Great job getting it all working!
With my mining software, the CPU is responsible for the Searching times and the GPU is responsible for the Trimming times. Those two pipeline stages run in parallel with the CPU searching the remaining edges in the current graph for solutions while the GPU removes the edges that are not part of a cycle in the next graph.
The downside of this pipeline approach is that the first graph for a job will take longer to process since it takes GPU + CPU time to complete. However all remaining graphs for that job then take max(GPU, CPU) time to complete. So ideally you’d want the to adjust the TRIMMING_ROUNDS value until your Searching (CPU) and Trimming (GPU) times are around the same value which would maximize your graphs/second per job over a long enough time since your graphs/second would eventually converge to 1 / max(GPU, CPU).

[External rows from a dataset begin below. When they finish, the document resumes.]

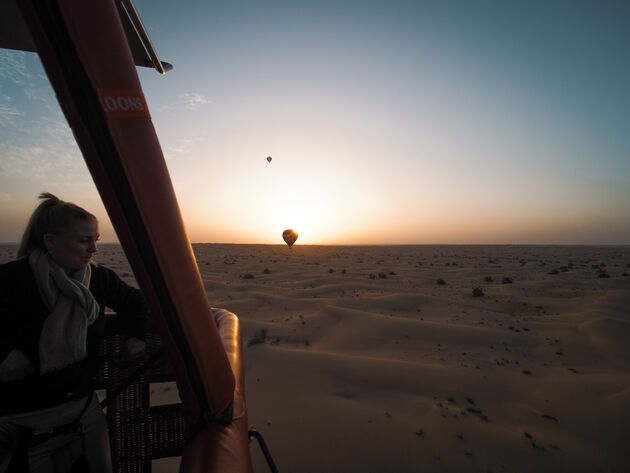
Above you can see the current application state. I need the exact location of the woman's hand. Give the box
[0,348,35,383]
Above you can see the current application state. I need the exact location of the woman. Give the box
[0,193,148,473]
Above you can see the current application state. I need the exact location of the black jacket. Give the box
[0,258,149,414]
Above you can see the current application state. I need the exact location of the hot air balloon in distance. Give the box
[282,229,297,248]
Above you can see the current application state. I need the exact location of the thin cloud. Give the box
[157,92,212,112]
[0,102,24,127]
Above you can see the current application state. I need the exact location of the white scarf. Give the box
[28,250,99,374]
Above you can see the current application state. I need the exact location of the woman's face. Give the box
[44,220,99,271]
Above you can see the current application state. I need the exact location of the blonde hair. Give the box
[17,192,97,258]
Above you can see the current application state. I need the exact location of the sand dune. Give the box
[0,244,630,473]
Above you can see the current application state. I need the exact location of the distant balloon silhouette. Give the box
[282,229,297,248]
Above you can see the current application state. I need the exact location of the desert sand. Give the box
[0,244,630,473]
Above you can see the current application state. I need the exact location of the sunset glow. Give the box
[0,0,630,244]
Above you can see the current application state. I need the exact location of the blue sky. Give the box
[0,0,630,244]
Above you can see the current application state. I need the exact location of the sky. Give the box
[0,0,630,244]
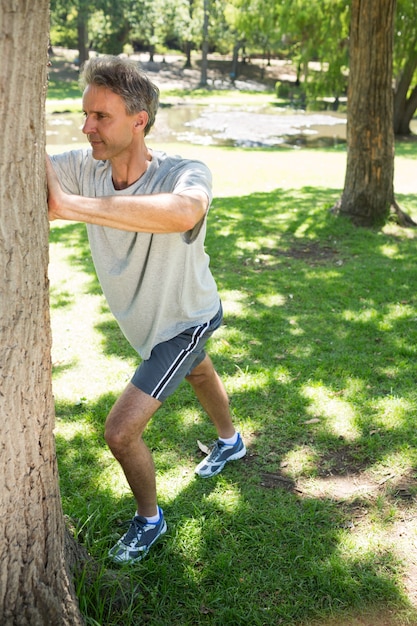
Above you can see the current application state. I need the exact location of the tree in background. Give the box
[0,0,82,626]
[394,0,417,135]
[334,0,412,227]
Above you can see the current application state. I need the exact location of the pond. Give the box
[46,104,346,148]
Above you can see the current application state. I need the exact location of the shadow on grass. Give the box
[52,188,417,626]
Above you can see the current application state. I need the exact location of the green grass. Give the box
[46,85,417,626]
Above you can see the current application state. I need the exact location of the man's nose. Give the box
[81,115,94,135]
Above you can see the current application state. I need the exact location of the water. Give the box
[46,104,346,147]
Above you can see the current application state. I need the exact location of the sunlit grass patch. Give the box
[50,148,417,626]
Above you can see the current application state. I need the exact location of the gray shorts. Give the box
[131,304,223,402]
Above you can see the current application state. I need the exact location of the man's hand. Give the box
[46,155,64,222]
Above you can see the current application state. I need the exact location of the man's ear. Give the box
[134,111,149,131]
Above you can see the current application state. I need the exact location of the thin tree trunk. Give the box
[200,0,209,87]
[335,0,396,226]
[0,0,83,626]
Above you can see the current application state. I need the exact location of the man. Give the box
[47,56,246,563]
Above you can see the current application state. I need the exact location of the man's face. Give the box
[82,85,137,160]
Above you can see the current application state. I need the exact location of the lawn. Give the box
[50,72,417,626]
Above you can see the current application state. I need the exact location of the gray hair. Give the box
[80,55,159,135]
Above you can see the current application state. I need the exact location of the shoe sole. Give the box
[195,446,246,478]
[108,520,167,565]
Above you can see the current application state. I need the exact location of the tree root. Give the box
[390,198,417,228]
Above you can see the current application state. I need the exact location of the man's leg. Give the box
[186,355,236,439]
[105,383,161,517]
[187,355,246,478]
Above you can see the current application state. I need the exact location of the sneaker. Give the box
[109,509,167,563]
[195,433,246,478]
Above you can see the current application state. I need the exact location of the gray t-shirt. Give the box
[52,149,220,359]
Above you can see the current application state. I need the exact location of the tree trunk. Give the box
[0,0,83,626]
[77,0,89,67]
[200,0,209,87]
[335,0,396,226]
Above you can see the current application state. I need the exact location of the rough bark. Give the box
[0,0,83,626]
[334,0,412,227]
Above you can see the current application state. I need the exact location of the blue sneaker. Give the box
[109,507,167,563]
[195,433,246,478]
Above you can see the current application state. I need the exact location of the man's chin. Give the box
[91,145,107,161]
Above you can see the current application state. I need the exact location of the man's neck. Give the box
[110,150,152,190]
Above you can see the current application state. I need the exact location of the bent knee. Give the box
[104,424,140,459]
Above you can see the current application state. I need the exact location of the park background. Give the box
[47,2,417,626]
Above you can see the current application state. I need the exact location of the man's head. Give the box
[80,55,159,135]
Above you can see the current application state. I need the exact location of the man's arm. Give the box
[46,158,208,233]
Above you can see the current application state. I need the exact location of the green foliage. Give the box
[50,129,417,626]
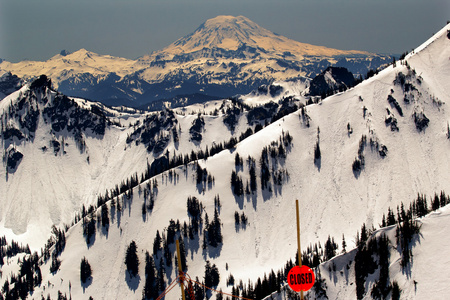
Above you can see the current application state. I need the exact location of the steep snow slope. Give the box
[11,25,450,299]
[0,80,284,248]
[266,205,450,300]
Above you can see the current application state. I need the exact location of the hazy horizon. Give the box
[0,0,450,62]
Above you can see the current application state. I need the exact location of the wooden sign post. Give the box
[177,239,186,300]
[295,199,303,300]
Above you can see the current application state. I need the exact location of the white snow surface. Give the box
[0,21,450,299]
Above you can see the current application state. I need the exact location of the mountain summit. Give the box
[0,16,392,106]
[158,16,369,57]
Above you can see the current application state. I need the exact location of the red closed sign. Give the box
[287,266,315,292]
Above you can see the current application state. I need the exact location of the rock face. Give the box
[0,16,391,106]
[309,67,355,96]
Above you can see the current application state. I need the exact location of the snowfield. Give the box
[0,21,450,299]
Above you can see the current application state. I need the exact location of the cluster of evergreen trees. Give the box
[227,192,450,300]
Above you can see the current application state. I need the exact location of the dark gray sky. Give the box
[0,0,450,62]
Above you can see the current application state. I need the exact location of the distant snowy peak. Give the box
[0,71,23,100]
[0,16,392,107]
[144,16,369,58]
[0,49,139,87]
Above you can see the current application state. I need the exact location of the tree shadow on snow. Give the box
[125,271,141,292]
[80,276,93,294]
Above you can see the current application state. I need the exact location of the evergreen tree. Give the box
[125,241,139,277]
[101,204,109,227]
[153,230,161,256]
[80,257,92,283]
[142,252,158,300]
[50,255,61,273]
[249,164,257,194]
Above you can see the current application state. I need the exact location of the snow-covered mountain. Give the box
[0,72,23,100]
[0,16,392,107]
[0,21,450,299]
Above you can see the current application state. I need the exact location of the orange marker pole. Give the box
[295,199,303,300]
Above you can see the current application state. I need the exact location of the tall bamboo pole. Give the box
[295,199,303,300]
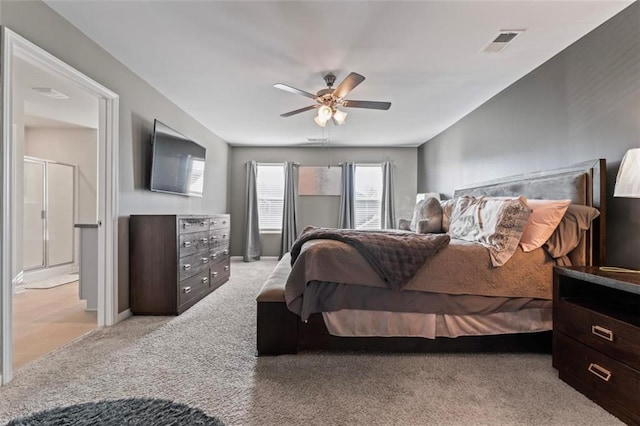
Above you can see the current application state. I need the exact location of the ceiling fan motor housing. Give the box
[324,73,336,87]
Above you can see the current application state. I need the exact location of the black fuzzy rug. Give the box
[7,398,224,426]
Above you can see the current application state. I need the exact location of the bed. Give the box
[258,160,606,353]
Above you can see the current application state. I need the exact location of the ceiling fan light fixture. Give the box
[318,105,333,121]
[333,108,347,126]
[313,115,329,127]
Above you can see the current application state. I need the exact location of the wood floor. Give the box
[13,281,97,369]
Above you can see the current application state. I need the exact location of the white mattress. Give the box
[322,308,552,339]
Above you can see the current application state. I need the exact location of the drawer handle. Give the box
[591,325,613,342]
[587,362,611,382]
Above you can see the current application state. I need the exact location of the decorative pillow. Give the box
[440,195,474,232]
[440,198,457,232]
[449,197,531,266]
[398,219,411,231]
[409,197,442,232]
[520,200,571,253]
[543,204,600,259]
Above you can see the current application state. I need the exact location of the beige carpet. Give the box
[0,260,619,425]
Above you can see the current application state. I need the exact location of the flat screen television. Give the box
[150,120,206,197]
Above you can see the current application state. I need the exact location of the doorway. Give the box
[0,27,118,384]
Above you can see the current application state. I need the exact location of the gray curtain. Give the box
[280,161,298,258]
[338,161,356,229]
[242,161,261,262]
[380,161,396,229]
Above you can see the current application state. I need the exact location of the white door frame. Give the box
[0,27,119,385]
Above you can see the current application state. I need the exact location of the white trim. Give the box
[22,263,78,284]
[118,309,133,322]
[0,27,119,384]
[0,26,13,385]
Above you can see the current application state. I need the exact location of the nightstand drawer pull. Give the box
[587,362,611,382]
[591,325,613,342]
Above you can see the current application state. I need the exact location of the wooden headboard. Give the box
[453,159,607,265]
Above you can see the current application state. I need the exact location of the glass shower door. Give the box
[22,159,46,271]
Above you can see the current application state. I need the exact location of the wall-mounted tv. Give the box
[150,120,206,197]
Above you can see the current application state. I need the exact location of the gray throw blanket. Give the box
[291,227,449,290]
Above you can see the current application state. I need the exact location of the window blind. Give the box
[256,164,284,231]
[354,164,382,229]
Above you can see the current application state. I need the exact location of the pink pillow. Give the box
[520,200,571,253]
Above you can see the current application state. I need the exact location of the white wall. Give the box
[0,0,229,312]
[25,127,98,223]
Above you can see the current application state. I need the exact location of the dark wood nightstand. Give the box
[553,266,640,425]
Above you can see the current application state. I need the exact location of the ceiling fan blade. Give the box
[280,105,320,117]
[273,83,316,100]
[333,72,364,98]
[342,101,391,111]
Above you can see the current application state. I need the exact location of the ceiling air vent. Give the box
[482,30,524,53]
[31,87,69,99]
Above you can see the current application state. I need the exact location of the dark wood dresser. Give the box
[553,267,640,425]
[129,215,231,315]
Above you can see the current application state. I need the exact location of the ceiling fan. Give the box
[273,72,391,127]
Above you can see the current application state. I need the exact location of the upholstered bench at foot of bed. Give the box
[257,253,300,356]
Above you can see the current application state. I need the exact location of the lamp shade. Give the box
[333,108,347,126]
[613,148,640,198]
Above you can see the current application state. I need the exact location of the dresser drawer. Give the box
[209,215,229,229]
[178,269,210,305]
[209,229,229,248]
[211,259,231,288]
[209,247,229,263]
[180,251,209,281]
[178,217,209,234]
[553,331,640,423]
[554,300,640,372]
[179,231,209,257]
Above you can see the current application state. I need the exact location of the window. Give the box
[256,164,284,231]
[354,164,382,229]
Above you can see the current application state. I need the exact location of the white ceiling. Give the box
[45,0,632,146]
[13,57,98,129]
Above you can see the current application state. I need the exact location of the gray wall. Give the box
[229,147,417,256]
[0,0,229,311]
[418,3,640,267]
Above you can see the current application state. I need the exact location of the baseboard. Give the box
[23,263,79,283]
[116,309,133,324]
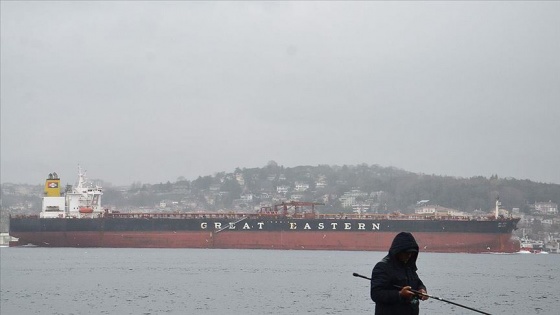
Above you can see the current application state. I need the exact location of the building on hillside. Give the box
[535,201,558,215]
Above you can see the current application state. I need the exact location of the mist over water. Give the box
[0,248,560,315]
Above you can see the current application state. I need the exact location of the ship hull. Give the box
[10,218,519,253]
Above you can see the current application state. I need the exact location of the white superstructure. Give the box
[40,166,104,218]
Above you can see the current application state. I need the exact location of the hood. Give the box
[389,232,419,270]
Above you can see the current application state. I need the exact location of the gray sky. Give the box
[1,1,560,185]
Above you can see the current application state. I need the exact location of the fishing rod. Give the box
[352,272,492,315]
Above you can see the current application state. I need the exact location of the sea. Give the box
[0,247,560,315]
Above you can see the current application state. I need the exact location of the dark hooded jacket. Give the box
[370,232,426,315]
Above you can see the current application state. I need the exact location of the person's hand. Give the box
[418,289,429,301]
[399,286,414,300]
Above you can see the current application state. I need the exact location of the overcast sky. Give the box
[1,1,560,185]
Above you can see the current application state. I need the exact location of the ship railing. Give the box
[105,212,258,220]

However, after thinking this through, I don’t think that your mining rate is fast enough to benefit from this pipeline approach. For example, assuming you reduce your TRIMMING_ROUNDS value until both your Searching and Trimming times are around 53 seconds, then the first graph for a job will take you 53 + 53 = 106 seconds to process while all remaining graphs for that job will take you 53 seconds to process. With Grin block times being on average every 60 seconds, you’ll likely not even finish processing a single graph for the current job by the time the job for the next block is available. So you’ll probably find more non-stale solutions with TRIMMING_ROUNDS=90 than you will with TRIMMING_ROUNDS=25 on your Mac mini M4.
A solution is a valid proof of work that you found for the current block that you are mining. However a solution must have a high enough difficulty to be included as a block in the Grin blockchain. This required threshold difficulty adjusts over time to keep Grin’s average block time around 60 seconds.
Also, my mining software uses at most 4 CPU cores for the edge searching algorithm. The algorithm I used doesn’t scale very well with respect to CPU cores, and I couldn’t find a way to consistently make it faster when using more than 4 CPU cores. And you’re seeing your CPU burst at regular intervals because your TRIMMING_ROUNDS value is resulting in your Searching time being equal to 1/6th of your Trimming time, so the CPU will be idle 5/6th of the time since it’s waiting for the GPU to finish trimming the next graph.